3. Können Marketingteams eine Webflow-Website selbst bearbeiten?

Ja. Wenn die Website komponentenbasiert aufgebaut und das CMS sinnvoll strukturiert wurde, können Marketingteams viele Inhalte selbst pflegen. Dazu gehören beispielsweise Texte, Bilder, Blogbeiträge, Case Studies, Stellenangebote und Landingpages.

4. Ist Webflow besser als WordPress?

Für viele moderne Unternehmenswebsites bietet Webflow eine übersichtlichere und wartungsärmere Grundlage als WordPress. WordPress kann trotzdem sinnvoll sein, wenn bestimmte Plugins oder eine bestehende technische Infrastruktur benötigt werden. Die Entscheidung hängt vom individuellen Projekt ab.

5. Was kostet eine professionelle Webflow-Website?

Eine professionelle Webflow-Landingpage startet häufig bei ungefähr 4.000 Euro. Eine individuelle Unternehmenswebsite kostet je nach Umfang meistens zwischen 6.000 und 12.000 Euro. Komplexe Projekte können deutlich darüber liegen.

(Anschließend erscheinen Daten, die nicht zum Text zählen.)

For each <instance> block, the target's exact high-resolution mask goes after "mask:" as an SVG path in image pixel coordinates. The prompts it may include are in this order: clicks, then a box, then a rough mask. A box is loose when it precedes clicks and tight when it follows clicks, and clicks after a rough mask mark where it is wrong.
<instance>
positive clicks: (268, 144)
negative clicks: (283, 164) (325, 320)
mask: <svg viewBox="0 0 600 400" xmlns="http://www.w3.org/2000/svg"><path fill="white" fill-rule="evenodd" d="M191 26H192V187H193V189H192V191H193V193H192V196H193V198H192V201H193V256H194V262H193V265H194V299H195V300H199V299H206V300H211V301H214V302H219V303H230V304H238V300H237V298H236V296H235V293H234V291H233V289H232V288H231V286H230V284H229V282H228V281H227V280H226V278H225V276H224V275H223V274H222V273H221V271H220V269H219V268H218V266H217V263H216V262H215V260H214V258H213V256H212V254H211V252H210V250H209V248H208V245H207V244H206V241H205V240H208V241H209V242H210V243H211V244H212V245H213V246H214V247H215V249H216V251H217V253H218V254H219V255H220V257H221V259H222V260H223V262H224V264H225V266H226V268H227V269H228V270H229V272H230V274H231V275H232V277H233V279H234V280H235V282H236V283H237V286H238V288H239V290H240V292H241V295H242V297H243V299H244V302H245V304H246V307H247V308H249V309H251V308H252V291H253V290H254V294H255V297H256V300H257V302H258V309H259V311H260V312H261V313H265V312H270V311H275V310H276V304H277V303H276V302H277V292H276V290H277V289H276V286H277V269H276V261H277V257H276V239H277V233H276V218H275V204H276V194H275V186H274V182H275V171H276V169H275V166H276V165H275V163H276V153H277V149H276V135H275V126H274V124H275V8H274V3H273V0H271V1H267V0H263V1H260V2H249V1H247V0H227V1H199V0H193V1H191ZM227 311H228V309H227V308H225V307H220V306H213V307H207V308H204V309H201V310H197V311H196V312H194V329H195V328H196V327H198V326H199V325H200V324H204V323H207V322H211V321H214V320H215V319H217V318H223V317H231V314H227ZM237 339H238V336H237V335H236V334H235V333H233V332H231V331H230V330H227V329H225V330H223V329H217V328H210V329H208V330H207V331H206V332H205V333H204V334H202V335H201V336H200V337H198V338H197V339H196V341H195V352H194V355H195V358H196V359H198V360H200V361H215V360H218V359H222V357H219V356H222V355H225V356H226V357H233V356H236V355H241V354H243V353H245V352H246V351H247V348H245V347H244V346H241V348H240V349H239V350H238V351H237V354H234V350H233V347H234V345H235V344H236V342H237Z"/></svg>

6. Eignet sich Webflow für Onlineshops?

Für kleinere Shops kann Webflow grundsätzlich verwendet werden. Bei umfangreichen Onlineshops mit vielen Produkten, Bestellungen und Shop-Funktionen ist Shopify in der Regel die bessere Lösung. Alternativ können Webflow und Shopify miteinander verbunden werden.

7. Wann sollte man Webflow nicht verwenden?

Webflow ist nicht die beste Wahl für sehr komplexe Webanwendungen, große individuelle Plattformen oder umfangreiche Onlineshops. In diesen Fällen eignen sich häufig Shopify oder eine individuell programmierte Lösung besser.